After Peter Sagan sailed to another green jersey at the 2014 Tour de France, the race organisers ASO introduced a new points system to give the sprinters a fighting chance of beating the Slovakian. Try as they might, they couldn’t stop the Slovakian from romping to his fourth consecutive points classification victory, bringing him up to equal second with Sean Kelly in the overall standings. Three-time stage winner André Greipel put up a good fight early on but once the race moved into the mountains the German was no match for Sagan.
Sagan will roll into Paris with an insurmountable 104 point advantage over Greipel. “On this year’s Tour course it made Sagan basically impossible to beat. He still had to perform; he was there in every single big sprint in the first two or three. Even when Cav or Greipel were winning, Sagan was there in second,” three-time green jersey winner Robbie McEwen told Cyclingnews.
The points classification is often known as one for the sprinters but the challenge has always really been about consistency and Sagan has been just that. He’s notched up a record five second places, over varying terrain. He spent four days in the break throughout the mountains to ensure that when the final sprint stage loomed up he was already out of sight. The 25-year-old has pulled out some of his most impressive rides of the Tour, including the bum-clenching descent down the Col de Manse, but the one thing missing off his scorecard is a victory.
After blowing into the Tour like a whirlwind in 2012, Sagan has failed to take a victory in his last two participations. “He’s great and I love watching him and I really hope that he can win a stage to give the green a little bit of shine,” said McEwen, who has been at the Tour de France with Australian broadcaster SBS and has been interviewing Sagan in the post-podium mixed zone for the last few weeks. ”I can’t help after I’ve interviewed him in the mix zone having a couple of words with him. I said the other day, take it easy and think of Paris. It frustrates me to see him get beaten and wasting energy too often.
“It’s got to be very frustrating for him but maybe some days instead of going in those breakaways he might have been better saving some energy, sitting back and maybe concentrating on few stages. I think he recovers very well but every time he goes he’s a little less the next day, still super strong but he’s a little bit less. He’s just chipping away at his own form. If he didn’t do that then he’d probably have more chance of winning a stage.”
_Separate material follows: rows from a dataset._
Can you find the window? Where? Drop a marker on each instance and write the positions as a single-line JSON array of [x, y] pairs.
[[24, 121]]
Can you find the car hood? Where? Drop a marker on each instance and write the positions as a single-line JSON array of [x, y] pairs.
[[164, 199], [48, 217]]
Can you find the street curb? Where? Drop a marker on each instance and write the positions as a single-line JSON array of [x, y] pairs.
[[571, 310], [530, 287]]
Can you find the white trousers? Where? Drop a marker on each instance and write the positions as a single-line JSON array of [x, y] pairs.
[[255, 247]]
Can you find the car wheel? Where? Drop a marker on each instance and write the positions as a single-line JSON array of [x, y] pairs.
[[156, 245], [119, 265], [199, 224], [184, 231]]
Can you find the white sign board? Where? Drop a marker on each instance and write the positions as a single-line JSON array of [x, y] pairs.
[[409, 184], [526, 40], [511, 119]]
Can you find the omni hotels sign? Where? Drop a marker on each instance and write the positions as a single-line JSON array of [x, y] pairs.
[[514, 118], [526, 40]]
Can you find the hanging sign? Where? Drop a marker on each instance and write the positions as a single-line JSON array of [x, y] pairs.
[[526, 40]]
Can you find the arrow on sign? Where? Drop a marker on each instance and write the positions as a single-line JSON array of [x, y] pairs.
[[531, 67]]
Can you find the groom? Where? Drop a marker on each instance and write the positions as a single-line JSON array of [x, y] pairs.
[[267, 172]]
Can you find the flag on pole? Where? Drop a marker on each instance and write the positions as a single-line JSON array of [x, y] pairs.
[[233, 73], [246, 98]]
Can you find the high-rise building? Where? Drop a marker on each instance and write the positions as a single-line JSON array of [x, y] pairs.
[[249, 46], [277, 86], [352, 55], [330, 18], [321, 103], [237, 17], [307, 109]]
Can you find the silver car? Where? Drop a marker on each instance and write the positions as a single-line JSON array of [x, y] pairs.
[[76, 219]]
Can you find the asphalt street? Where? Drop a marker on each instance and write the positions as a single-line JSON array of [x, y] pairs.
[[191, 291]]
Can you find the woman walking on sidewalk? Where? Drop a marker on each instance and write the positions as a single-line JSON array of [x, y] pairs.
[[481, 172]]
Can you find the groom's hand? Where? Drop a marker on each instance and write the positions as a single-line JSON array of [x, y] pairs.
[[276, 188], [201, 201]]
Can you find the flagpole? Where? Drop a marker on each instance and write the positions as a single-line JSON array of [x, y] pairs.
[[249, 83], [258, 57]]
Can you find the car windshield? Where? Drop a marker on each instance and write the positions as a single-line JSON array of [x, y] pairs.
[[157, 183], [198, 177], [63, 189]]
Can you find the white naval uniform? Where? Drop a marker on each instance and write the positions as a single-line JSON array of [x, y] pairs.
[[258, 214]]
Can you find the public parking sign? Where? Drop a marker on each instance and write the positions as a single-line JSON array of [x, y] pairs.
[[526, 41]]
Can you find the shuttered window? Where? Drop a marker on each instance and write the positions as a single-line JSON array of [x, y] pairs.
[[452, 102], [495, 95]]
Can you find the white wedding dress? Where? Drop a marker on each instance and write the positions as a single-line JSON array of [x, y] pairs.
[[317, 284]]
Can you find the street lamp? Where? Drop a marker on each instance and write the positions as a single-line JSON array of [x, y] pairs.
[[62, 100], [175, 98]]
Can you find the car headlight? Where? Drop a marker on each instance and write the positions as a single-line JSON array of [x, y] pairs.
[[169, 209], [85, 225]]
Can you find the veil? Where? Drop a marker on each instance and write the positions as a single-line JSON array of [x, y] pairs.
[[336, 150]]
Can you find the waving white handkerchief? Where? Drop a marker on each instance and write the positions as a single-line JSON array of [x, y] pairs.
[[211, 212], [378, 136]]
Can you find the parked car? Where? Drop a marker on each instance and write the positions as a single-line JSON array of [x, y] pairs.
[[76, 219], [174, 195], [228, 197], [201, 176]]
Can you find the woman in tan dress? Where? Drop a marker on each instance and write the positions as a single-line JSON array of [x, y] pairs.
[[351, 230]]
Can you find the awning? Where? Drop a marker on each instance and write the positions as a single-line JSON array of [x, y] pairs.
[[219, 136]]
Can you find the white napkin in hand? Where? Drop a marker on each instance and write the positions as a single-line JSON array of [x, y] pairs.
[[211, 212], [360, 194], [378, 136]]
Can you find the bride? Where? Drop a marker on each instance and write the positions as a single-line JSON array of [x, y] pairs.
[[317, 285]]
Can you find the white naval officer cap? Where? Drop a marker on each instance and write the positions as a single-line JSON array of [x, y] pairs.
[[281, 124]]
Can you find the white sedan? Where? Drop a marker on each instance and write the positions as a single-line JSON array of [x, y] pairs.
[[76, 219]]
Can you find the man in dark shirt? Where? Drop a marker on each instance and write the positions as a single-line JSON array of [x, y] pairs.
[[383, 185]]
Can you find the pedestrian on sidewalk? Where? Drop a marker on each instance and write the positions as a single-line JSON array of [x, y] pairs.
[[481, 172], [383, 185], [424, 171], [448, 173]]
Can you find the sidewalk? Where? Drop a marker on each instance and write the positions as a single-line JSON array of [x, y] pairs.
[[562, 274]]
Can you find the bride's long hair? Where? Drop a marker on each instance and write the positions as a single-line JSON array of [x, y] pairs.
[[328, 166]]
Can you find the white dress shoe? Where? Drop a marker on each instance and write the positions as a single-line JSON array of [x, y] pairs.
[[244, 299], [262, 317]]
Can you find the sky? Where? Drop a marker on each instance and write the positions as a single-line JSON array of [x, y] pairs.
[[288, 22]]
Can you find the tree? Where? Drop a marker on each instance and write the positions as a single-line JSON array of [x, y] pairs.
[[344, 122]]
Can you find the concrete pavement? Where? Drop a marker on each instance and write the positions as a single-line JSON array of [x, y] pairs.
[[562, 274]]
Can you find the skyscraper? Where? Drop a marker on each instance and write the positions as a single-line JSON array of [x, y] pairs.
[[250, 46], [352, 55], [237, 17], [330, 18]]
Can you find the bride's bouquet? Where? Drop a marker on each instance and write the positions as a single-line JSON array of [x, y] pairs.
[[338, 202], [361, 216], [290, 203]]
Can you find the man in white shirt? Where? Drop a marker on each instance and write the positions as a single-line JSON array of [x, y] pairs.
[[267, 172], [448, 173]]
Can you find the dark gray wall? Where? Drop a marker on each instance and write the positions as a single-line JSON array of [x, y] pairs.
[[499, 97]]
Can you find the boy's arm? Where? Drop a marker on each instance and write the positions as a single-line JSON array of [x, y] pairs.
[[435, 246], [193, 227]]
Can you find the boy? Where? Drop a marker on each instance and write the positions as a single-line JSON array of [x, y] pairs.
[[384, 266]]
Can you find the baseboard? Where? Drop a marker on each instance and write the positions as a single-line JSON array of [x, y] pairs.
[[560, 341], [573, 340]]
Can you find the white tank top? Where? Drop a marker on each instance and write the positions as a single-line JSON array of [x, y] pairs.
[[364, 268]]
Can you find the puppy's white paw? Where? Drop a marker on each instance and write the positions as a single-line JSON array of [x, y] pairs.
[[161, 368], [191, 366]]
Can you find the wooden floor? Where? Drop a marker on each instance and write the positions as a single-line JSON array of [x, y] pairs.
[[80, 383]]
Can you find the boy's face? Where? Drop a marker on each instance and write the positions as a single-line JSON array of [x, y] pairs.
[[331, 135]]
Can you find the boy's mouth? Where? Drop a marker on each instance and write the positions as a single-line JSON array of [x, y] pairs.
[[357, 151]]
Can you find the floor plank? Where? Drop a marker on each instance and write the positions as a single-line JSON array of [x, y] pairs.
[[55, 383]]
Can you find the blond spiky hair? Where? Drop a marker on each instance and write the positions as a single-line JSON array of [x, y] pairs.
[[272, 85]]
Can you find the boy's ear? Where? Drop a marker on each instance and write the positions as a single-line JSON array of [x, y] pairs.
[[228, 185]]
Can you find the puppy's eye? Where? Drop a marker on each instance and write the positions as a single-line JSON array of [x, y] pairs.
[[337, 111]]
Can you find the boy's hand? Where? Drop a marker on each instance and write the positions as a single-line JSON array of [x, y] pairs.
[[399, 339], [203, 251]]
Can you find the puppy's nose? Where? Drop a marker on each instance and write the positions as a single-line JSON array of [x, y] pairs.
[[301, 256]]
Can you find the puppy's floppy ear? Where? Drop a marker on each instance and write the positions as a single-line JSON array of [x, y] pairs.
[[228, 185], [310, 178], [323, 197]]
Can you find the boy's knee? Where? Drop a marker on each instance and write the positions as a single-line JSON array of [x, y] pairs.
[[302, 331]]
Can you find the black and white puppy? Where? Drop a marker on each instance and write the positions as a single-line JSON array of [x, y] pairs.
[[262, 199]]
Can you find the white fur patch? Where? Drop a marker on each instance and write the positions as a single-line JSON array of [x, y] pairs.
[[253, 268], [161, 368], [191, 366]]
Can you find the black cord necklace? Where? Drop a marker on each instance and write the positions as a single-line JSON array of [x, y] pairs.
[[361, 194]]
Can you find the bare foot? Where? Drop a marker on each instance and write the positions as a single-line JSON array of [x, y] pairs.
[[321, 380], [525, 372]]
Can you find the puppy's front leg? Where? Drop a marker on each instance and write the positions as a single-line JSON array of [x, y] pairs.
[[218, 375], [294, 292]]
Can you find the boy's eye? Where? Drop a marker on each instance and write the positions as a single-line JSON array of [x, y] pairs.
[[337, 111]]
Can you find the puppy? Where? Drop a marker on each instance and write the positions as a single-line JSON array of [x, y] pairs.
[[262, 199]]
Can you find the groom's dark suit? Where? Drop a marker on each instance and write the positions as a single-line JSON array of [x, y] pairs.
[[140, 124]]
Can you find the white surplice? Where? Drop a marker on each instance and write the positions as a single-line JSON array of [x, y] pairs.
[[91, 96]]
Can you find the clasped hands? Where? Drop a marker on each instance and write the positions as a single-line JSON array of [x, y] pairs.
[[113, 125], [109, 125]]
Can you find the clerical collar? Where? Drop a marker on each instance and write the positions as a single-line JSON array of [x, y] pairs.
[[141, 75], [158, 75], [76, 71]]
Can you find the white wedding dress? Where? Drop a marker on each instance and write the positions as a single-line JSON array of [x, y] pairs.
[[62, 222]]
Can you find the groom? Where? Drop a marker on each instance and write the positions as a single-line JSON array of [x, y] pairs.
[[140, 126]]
One last opportunity remains for Sagan to get the Tour monkey off his back and take that elusive stage win. As a pan-flat day it’s not one that outright suits him but McEwen admits that it’s more complicated than that. “I won my first Tour stage on my last day of the Tour. I’d be really happy for him if he can win,” McEwen said. “On speed, you’d say Greipel but I think it’s going to be about the one who is the freshest after the mountains and that could well be Sagan because it’s been such a brutal four days. It’s about who can recover and get it right on the day.”